Around this room you will see 16 "auction stations." At each station there is a different hypothetical item for sale by auction. Each item is known by a letter, which has no other meaning other than to identify each item. There is exactly one item for sale at each auction station.

The process for selling each item is as follows. At each station, there is a foam mug marked with the letter designation for the item for sale. You have been given your own pad of sticky notes. If you wish to make a bid to purchase that item, please take a sticky note and write on it all of the following four items:

* The letter designation of the item, for example, A, B, C, D, E, F, G, H, I, J, K, L, M, N, O, P

* Your bidder number, for example, 1, 2, 3, 4, 5, 6, 7, or 8

* The time as shown on the clock

* Your bid in experimental dollars and cents

Your sticky note bid must have all four items on it to be a valid bid, and all decisions by the experimenters disqualifying incomplete bids are final. If you find that you submitted a bid with missing information, you can at any time submit a complete, second bid. It is recommended that you fold your completed bid form securely after you finish writing on it. This will provide a greater degree of privacy.

You may make bids on as many or as few of the 16 items as you like. You may submit more than one bid on an item. All auctions close at the same time (7 minutes elapsed time on the official timer). The winning bidder for each item is the highest bid in the coffee can when time has expired. The winning bidder pays his/her own bid (that is, the highest or winning bid) to the experimenter. If there is a tie for highest bid, one of the experimenters will break the tie using a random number table. Tie breaking decisions are final and nonnegotiable. Different bidders may very well bid on different items. A single bidder may win zero, one, two, several, or even all of the items.

What Are My Values for the Items? How Are They Chosen?

First, it is important to note that each of you begins with a $5.00 initial reserve simply for participating. This is in addition to your "show up" fee. All earnings from the auction markets are on top of this $5.00 (remember, all amounts are in experimental dollars).

At the beginning of each auction period, you will be given a "payoff chart" so that you can keep track of your earnings. There is a column for each of the 16 items. The next row is labeled "my value for this item." The number in that row represents how much we will pay to you if you win the auction for that item. Some of these entries may be "zero."

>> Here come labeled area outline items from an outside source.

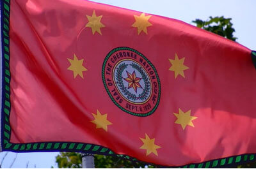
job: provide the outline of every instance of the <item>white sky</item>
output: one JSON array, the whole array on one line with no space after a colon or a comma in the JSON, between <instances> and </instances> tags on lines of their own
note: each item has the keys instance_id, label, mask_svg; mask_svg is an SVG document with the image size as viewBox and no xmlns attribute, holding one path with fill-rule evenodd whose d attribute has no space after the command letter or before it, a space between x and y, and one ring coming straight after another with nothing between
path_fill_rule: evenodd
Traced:
<instances>
[{"instance_id":1,"label":"white sky","mask_svg":"<svg viewBox=\"0 0 256 169\"><path fill-rule=\"evenodd\" d=\"M51 1L51 0L45 0ZM72 0L70 0L72 1ZM256 50L256 1L253 0L93 0L119 7L140 11L191 24L195 18L206 20L209 16L230 17L236 29L237 42ZM253 17L254 16L254 17ZM0 163L4 154L0 153ZM57 152L19 153L13 168L51 168L55 164ZM3 168L9 168L16 154L10 152L3 163Z\"/></svg>"}]
</instances>

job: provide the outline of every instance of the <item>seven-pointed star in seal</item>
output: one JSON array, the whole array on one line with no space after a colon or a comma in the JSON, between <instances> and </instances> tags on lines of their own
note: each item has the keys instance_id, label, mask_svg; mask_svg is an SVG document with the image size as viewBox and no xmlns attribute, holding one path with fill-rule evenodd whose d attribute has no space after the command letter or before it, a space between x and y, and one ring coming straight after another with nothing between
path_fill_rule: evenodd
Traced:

If you win the auction for that item, then the following is how your earnings are calculated:

(MY VALUE - MY WINNING BID)/MY EARNINGS.

If you do not win an item, your earnings at that auction station are zero.

Suppose, for example, your value for an item was $24.00, and you won the auction with a bid of $21.40. Then, your earnings would be: $24.00 - $21.40 = $2.60 (remember, experimental dollars). (These numbers are for illustrative purposes only and have no meaning for the actual experiment).

Where do these values come from? That is a very good question. The values for each item generally differ from one bidder to another. That is why we used a random process to hand out the folders when you arrived. Furthermore, each bidder will generally have different values for different items, and different values for the same item between periods.

In choosing the values, we first decided for each item in each period how many bidders would have positive values. We used a random number process to choose, independently, a number of 2, 3, 4, 5, 6, 7, or 8 bidders having positive values. Each number was equally likely. Then, we used a similar random number process to decide which bidder IDs would be the bidders with the positive values. Each bidder ID was equally likely to be chosen for each item. Finally, for those bidder IDs with positive values on a particular item in a particular period, we drew a different value number from the set of number $00.01, 00.02, ..., 19.99, 20.00. Each value was equally likely.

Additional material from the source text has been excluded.